George Gulas spent 25 years in the restaurant business. He and his two brothers were the third generation of the local family restaurant dynasty begun by his grandfather, Pete Gulas, in the early 1940s.
The reputations of all their family-named restaurants were built on meat-and-threes that offered plenty of comfort.
George Gulas retired in 1997, but now he's serving families again, offering a different type of comfort food -- coordinating food services for Lane Funeral Home.
When a family requests refreshments during visitation hours, finger-food trays following a memorial service or even a seated dinner, Gulas makes it happen.
"We're here to try to help the families, we're not trying to make a living off catering," he says.
Funeral directors around the region say offering catering services is a new trend locally but one already established in larger cities. The service, they say, is meant to help alleviate stress on families grieving the death of a loved one.
A survey of two dozen funeral homes in this region found that five offer catering services and two accommodate families with setups for meals brought in by churches or friends. All provide at least a kitchen area or break room where families can store the gifts of food often brought to visitations.
The catering service is outsourced -- each funeral home has a list of licensed, inspected caterers with whom they work. The caterers prepare food off-site and bring it to the funeral home, where the staff sets up (and cleans up afterwards), so the emotionally and physically drained family can return to the funeral home after burial to find dinner waiting.
Southern humorist Jill Conner Browne, author of the Sweet Potato Queen series, once wrote: "For everyone left behind after a passing, there's the unmistakable comfort of funeral food. ... Everybody who has ever known anybody in the family has to take food to the home of the bereaved. It's practically a law."
Arriving at a funeral home with food in hand is a long-standing tradition when paying your respects in the South. Trays of desserts, bowls of potato salad and platters of fried chicken are just as much an accepted sign of sympathy as a floral spray.
Often these dishes are brought by church members and friends to provide a meal for families following the interment or memorial service.
"It's called the 'repast,'" says Anita Taylor, owner of Taylor Funeral Homes. "The repast is not new; it's as old as funerals.
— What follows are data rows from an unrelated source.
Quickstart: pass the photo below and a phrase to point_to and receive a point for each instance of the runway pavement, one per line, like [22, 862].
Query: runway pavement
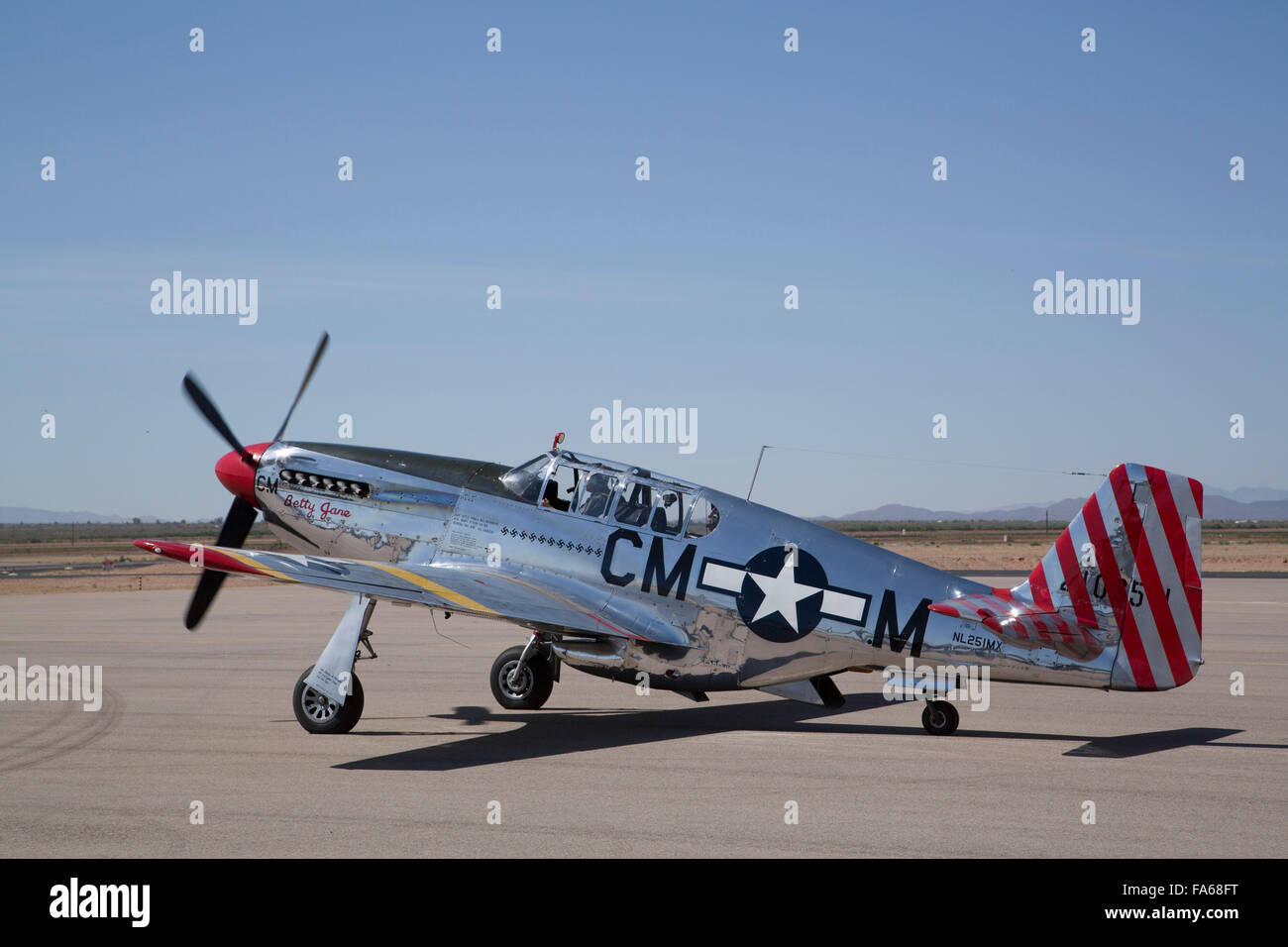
[600, 771]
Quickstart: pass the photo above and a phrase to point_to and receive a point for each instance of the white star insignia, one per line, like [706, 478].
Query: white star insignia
[782, 594]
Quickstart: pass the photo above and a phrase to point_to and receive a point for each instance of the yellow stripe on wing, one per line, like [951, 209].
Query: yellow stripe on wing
[256, 565]
[441, 590]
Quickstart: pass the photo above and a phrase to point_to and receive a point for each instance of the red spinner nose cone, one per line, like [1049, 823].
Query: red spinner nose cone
[237, 475]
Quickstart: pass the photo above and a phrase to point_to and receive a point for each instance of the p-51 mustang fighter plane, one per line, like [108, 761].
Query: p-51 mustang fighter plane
[623, 573]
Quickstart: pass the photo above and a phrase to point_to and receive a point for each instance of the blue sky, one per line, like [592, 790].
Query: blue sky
[518, 169]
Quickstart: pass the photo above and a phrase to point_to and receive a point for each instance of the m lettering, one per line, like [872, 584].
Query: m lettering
[888, 621]
[656, 569]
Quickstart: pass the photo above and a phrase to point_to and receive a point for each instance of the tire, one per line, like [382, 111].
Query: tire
[321, 715]
[939, 718]
[533, 688]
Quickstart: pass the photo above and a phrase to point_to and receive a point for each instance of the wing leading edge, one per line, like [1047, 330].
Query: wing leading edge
[500, 591]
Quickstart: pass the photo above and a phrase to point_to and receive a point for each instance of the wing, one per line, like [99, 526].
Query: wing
[502, 591]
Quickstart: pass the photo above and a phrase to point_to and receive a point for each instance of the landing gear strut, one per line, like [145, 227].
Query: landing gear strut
[523, 677]
[327, 697]
[939, 718]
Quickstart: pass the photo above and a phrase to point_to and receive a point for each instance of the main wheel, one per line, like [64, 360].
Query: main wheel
[531, 689]
[320, 714]
[939, 718]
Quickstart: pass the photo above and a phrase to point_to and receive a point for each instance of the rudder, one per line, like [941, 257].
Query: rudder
[1131, 561]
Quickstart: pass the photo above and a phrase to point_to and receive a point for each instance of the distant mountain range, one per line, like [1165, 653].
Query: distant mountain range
[1244, 502]
[26, 514]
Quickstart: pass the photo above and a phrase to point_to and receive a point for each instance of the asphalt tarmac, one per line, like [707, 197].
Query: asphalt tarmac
[436, 768]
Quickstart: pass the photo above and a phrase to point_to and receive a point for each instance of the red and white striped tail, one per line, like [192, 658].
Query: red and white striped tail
[1131, 562]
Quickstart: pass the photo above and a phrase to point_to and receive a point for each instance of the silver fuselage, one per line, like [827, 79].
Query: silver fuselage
[424, 509]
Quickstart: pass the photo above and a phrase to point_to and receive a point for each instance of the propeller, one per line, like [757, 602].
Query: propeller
[241, 514]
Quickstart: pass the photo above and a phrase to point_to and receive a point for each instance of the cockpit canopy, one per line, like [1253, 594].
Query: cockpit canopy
[597, 488]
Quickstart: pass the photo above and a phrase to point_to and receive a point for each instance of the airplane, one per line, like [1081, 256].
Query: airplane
[635, 577]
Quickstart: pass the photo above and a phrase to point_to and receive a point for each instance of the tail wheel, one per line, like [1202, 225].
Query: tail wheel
[939, 718]
[320, 714]
[528, 689]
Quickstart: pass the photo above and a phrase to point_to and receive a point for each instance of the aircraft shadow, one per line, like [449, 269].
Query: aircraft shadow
[558, 732]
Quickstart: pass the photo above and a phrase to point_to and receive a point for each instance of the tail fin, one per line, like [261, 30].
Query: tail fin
[1131, 562]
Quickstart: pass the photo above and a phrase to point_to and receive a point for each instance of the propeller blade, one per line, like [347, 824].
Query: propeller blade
[198, 397]
[313, 365]
[233, 532]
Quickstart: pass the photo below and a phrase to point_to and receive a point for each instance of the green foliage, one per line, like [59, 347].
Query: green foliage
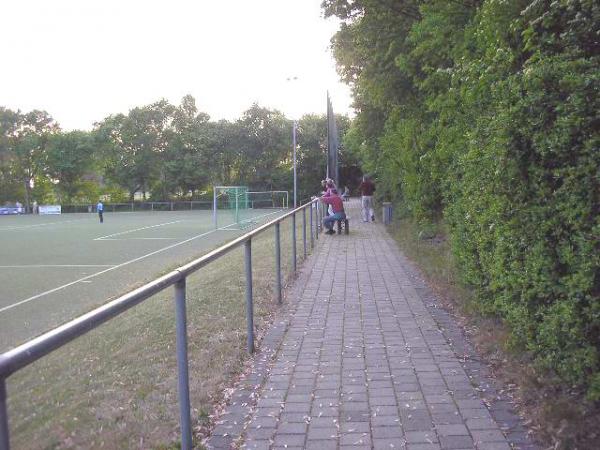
[489, 119]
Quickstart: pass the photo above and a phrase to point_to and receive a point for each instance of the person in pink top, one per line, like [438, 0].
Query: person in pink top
[332, 199]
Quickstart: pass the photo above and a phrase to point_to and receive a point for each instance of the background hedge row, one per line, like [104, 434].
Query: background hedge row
[485, 114]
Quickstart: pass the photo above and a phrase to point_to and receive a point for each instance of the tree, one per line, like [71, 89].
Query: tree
[22, 147]
[133, 145]
[68, 158]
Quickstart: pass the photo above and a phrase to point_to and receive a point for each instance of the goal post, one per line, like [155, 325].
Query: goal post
[236, 207]
[229, 201]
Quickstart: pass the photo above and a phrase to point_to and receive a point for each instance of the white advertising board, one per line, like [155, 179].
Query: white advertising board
[49, 209]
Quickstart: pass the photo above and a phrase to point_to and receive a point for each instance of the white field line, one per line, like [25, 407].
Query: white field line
[84, 279]
[137, 239]
[36, 266]
[23, 227]
[137, 229]
[27, 300]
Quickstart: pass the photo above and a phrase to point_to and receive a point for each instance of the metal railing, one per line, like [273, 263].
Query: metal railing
[14, 360]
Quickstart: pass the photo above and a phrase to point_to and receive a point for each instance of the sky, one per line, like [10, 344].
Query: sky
[82, 60]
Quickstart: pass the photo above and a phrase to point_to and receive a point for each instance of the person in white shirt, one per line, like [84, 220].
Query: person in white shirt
[100, 209]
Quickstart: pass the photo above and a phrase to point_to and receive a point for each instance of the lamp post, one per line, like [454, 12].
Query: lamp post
[294, 128]
[294, 131]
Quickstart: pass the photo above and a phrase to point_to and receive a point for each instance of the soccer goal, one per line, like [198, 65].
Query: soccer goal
[236, 207]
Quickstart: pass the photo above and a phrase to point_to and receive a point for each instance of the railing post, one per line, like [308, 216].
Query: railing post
[182, 366]
[278, 262]
[294, 241]
[319, 218]
[312, 234]
[249, 305]
[4, 440]
[304, 230]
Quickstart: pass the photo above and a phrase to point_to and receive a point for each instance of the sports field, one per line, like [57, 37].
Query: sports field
[54, 268]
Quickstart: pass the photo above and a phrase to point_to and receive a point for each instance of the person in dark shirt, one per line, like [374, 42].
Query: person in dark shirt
[337, 206]
[366, 188]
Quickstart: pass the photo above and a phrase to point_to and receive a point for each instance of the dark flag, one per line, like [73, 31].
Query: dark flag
[332, 145]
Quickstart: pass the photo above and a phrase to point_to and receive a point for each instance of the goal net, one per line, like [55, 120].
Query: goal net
[235, 207]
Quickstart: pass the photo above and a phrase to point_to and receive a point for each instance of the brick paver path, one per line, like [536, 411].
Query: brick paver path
[364, 363]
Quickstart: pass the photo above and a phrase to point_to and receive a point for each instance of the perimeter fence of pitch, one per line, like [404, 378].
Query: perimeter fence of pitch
[14, 360]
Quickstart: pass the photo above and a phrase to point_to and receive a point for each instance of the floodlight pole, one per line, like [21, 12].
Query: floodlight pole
[294, 127]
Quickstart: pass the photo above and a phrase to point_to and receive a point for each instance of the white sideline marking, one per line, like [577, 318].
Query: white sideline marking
[35, 266]
[27, 300]
[84, 279]
[137, 239]
[12, 228]
[137, 229]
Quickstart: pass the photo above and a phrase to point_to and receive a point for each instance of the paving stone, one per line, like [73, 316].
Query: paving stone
[365, 356]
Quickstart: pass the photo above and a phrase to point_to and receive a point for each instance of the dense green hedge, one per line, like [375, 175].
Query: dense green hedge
[491, 123]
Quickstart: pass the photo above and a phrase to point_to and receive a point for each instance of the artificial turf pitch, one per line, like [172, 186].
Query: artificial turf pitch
[55, 268]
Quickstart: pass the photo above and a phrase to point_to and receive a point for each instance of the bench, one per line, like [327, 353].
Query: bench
[343, 223]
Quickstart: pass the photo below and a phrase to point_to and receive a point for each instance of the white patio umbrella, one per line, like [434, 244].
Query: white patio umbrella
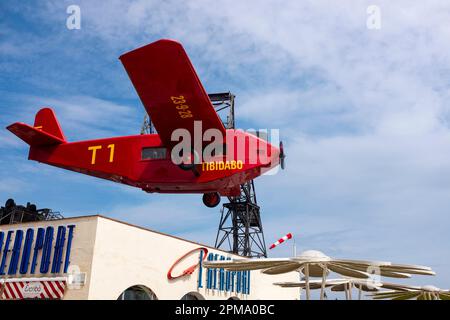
[314, 263]
[406, 292]
[344, 284]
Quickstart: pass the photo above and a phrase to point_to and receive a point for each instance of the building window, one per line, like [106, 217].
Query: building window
[153, 153]
[192, 296]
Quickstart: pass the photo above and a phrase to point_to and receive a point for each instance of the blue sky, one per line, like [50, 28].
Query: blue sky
[363, 113]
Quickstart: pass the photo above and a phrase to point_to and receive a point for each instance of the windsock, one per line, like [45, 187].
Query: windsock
[281, 240]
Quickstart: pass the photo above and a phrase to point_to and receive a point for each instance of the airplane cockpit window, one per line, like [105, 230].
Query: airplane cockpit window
[153, 153]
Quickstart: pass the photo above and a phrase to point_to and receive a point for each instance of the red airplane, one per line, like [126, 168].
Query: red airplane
[174, 98]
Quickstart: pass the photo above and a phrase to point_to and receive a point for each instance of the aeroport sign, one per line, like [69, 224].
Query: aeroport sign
[20, 251]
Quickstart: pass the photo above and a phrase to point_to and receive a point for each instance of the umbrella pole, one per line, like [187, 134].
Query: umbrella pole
[307, 281]
[350, 291]
[346, 290]
[322, 287]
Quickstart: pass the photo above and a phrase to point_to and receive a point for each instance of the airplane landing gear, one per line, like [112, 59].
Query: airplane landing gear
[211, 199]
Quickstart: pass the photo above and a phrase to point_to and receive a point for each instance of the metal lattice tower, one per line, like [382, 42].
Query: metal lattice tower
[240, 223]
[12, 213]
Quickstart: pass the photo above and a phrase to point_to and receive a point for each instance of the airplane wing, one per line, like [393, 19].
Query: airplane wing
[170, 89]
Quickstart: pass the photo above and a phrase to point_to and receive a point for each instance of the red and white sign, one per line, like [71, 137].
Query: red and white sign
[53, 289]
[281, 240]
[190, 270]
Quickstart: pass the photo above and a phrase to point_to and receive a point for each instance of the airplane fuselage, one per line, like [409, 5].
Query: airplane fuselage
[143, 162]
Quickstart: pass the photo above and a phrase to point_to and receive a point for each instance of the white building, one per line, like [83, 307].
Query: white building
[95, 257]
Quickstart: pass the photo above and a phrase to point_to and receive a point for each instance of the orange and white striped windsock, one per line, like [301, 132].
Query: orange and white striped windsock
[281, 240]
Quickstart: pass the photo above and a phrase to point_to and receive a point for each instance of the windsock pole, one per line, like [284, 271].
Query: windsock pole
[281, 240]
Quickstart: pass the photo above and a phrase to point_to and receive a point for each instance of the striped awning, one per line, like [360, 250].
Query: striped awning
[17, 289]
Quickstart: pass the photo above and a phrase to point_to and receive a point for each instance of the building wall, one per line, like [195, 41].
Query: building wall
[126, 255]
[116, 255]
[80, 256]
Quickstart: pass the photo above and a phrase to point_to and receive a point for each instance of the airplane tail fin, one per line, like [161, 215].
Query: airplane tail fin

A long time ago, it would take place at the home or back at the church, and the church members would feed the family."
Laura Cooper, a teacher at Barger Academy of Fine Arts, says her family held a repast following the interment of her father, Dr. Wallace McGill. Part of the food her family purchased, the other half of their meal was prepared by a family friend.
"We didn't want our relatives and friends from out of town to just leave," she says. "We wanted to have time to be together. We felt comforted that the meal brought a lot of different people from our lives together to share memories of dad."
All 24 funeral directors surveyed say a repast is still provided by many churches but, as society's lifestyles change and as baby boomers age, it's no longer a given.
MEETING DIFFERENT NEEDS
Gene Pike, owner of Chattanooga Funeral Home, says he began offering catering services three months ago after seeing a need based on his own Sunday school class' experiences.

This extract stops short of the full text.